The teaching role has begun to dramatically change because of the digital development. I am witnessing a more open approach to change among teachers in Denmark, which is a very positive development. The best trend at the moment is definitely the work in student-to-student learning. The fact that I, as a teacher, get to assume the role as facilitator and guide gives me the extra energy to really see the students as individuals, and to challenge their individual competences and talents.
Standardized tests are something which really does not belong in 21st century learning. I
simply cannot understand this trend. No child should be put through a standardized test for at least the first 20 years of his life. If you have to test the work that the students do, the test should reflect the learning of the individual child and not focus solely on getting the students in the same direction.
If you could give one educational tool to every child in the world, what would it be? Why?
This would have to be the alphabet keyboard. The odds of you having ever heard of this tool are quite slim, but I am convinced that the alphabet keyboard will be one of the most important tools in teaching in the future. I believe that communication is the most important teaching tool in the world. The alphabet keyboard visualizes the written language at the computer. All keyboards only have the capital letters on them. By placing the lowercase letters nest to the capital letters on the keys the written language will make sense to even small children. This is a simple invention, but it has paramount importance in how children learn to read, write and use computers. When the alphabet keyboard is connected to the computer, children as young as pre-school can communicate using the written language. This gives children a chance to experience digital learning quite early on in their lives. The alphabet keyboard received the 2011 European Language Award.

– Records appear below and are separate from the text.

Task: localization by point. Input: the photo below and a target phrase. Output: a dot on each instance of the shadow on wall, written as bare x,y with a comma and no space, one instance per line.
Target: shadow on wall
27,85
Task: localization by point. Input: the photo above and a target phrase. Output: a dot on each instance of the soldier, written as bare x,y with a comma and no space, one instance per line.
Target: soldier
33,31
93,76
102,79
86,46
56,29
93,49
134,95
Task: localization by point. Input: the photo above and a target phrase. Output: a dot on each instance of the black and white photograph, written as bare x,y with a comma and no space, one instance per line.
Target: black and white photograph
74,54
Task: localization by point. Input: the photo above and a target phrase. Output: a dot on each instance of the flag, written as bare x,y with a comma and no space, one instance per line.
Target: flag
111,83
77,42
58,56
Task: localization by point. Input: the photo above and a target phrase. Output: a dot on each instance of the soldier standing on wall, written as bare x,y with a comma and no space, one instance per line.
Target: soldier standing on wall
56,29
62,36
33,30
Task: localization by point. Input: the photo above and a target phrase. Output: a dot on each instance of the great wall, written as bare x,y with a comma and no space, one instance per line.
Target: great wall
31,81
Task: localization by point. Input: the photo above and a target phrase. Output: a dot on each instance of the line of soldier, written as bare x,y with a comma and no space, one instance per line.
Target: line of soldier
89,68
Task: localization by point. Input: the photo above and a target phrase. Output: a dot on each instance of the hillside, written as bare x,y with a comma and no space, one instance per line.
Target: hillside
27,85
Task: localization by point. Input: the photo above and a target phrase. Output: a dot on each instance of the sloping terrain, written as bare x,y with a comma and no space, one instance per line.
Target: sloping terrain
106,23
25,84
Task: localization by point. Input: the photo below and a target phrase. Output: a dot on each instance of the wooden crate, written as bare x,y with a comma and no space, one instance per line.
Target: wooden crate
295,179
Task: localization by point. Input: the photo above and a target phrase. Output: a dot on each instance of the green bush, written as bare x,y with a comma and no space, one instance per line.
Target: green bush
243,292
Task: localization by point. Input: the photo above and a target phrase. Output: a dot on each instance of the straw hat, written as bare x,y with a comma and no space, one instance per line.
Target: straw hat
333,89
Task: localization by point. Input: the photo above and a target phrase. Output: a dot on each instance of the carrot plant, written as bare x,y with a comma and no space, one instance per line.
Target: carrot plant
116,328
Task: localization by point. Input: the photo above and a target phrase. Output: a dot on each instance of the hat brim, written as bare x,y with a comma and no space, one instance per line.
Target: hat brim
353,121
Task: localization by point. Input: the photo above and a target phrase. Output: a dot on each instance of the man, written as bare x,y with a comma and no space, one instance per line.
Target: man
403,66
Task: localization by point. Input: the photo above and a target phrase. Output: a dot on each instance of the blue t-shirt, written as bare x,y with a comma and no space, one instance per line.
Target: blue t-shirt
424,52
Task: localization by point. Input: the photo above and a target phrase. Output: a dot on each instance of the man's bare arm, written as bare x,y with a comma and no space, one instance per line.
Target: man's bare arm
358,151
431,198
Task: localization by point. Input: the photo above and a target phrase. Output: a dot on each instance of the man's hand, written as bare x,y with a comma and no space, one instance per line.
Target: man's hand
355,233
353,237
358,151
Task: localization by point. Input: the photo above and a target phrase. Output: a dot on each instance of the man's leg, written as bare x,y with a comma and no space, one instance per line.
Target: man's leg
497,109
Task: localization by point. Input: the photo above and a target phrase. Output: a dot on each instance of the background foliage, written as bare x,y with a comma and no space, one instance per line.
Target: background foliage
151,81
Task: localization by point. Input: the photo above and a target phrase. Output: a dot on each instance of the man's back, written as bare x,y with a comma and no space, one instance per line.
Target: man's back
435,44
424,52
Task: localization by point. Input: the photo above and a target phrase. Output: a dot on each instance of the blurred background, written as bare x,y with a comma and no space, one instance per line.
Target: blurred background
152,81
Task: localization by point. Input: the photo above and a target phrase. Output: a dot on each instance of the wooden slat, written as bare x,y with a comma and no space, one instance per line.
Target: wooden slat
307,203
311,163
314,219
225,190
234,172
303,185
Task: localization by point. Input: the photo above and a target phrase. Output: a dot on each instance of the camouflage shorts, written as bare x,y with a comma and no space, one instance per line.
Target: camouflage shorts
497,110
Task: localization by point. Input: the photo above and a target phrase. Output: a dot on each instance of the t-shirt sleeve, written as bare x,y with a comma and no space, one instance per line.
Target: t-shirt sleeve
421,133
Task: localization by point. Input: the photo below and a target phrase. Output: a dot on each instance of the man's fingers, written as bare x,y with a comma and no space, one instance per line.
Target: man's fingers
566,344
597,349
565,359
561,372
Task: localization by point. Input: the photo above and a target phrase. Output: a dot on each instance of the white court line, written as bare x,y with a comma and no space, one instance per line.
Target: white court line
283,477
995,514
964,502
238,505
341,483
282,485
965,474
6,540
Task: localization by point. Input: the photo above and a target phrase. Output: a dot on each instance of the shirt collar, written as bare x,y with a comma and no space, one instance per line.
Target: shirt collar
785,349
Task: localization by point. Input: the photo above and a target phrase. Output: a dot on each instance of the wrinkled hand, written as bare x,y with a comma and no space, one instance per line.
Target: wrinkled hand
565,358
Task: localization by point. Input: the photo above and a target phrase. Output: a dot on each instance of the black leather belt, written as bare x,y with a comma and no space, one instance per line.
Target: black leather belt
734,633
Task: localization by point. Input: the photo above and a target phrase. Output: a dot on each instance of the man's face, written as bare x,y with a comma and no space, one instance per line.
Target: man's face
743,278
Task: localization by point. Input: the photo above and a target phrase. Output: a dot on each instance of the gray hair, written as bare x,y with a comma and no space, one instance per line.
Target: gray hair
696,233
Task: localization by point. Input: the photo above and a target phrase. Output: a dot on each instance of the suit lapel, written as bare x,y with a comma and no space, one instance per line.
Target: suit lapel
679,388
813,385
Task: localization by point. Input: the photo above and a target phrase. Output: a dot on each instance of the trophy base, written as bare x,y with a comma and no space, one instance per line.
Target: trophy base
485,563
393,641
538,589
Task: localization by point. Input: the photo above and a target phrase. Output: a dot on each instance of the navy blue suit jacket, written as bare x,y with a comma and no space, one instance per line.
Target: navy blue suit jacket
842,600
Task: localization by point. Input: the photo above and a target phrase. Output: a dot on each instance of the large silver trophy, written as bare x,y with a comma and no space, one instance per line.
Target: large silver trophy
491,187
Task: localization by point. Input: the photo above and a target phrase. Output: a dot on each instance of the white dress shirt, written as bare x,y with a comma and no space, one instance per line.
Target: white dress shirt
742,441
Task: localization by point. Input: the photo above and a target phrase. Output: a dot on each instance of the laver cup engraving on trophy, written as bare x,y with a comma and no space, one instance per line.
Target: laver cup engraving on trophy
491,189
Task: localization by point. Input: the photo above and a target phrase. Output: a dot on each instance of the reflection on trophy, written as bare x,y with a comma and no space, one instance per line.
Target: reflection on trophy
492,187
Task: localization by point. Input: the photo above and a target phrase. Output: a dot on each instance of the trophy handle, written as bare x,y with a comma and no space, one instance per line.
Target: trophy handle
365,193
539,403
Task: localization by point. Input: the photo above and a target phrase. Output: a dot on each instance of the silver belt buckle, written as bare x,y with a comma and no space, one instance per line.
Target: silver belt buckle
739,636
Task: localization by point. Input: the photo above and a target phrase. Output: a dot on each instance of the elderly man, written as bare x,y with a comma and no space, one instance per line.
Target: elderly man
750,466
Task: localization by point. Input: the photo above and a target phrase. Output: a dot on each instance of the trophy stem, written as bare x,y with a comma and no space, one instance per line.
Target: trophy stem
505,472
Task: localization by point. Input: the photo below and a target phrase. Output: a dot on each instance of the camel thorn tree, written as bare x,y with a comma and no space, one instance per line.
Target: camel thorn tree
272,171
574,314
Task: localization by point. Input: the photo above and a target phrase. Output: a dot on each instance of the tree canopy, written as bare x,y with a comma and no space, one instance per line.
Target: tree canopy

About Martin Lindved, Pre-primary Teacher at Skansevenjens School
Birthplace: Fredericia, Denmark
Current residence: Fredericia, Denmark
Education: Educator, teacher and keynote speaker.
Websites I check every day: Facebook, Børnehaveklasseleder.dk, Itibevægelse.dk, youtube, TED, my school homepage
Person who inspires me most: Sir Ken Robinson, Sugata Mitra, and my wife.
Favorite childhood memory: This is definitely the many holidays I spent visiting my
grandparents on their farm. This was a place where I could really unleash my creativity playing in the fields and in the forest. Here nothing was impossible. The grown-ups only demanded my attendance at dinner time. I remember the first 13 years of my life as a never-ending summer.
Next travel destination (work or pleasure): Pleasure: Just been to Orlando,
Florida with my family in May; Work: I’m going to Greenland to show the Digital Tarzan Track.
When was the last time you laughed? Why? This question makes me think –
I laugh every day – a lot. It is usually the ways in which my children view life and everyday challenges that makes me laugh. It can also be my students’ views on my teaching. However, the question leads to a more important question: Who have you smiled at today – a smile costs nothing but gives so much.
Favorite book: The Story of the Little Mole Who Knew it Was None of His Business by Werner Holzwarth. This is a story of how simple things can be in a complex world. There are always solutions to the challenges of life. All you have to do is go along with it. It is the perfect manual for problem solving.
Favorite music: Lenny Kravitz, Reef, Dizzy Mizz Lizzy (Danish band), Beth Hart and Robbie Williams. I often have music playing at home, at work, in the car or just to relax.
Your favorite quote or motto: The truly wise person admits that they really know nothing at all.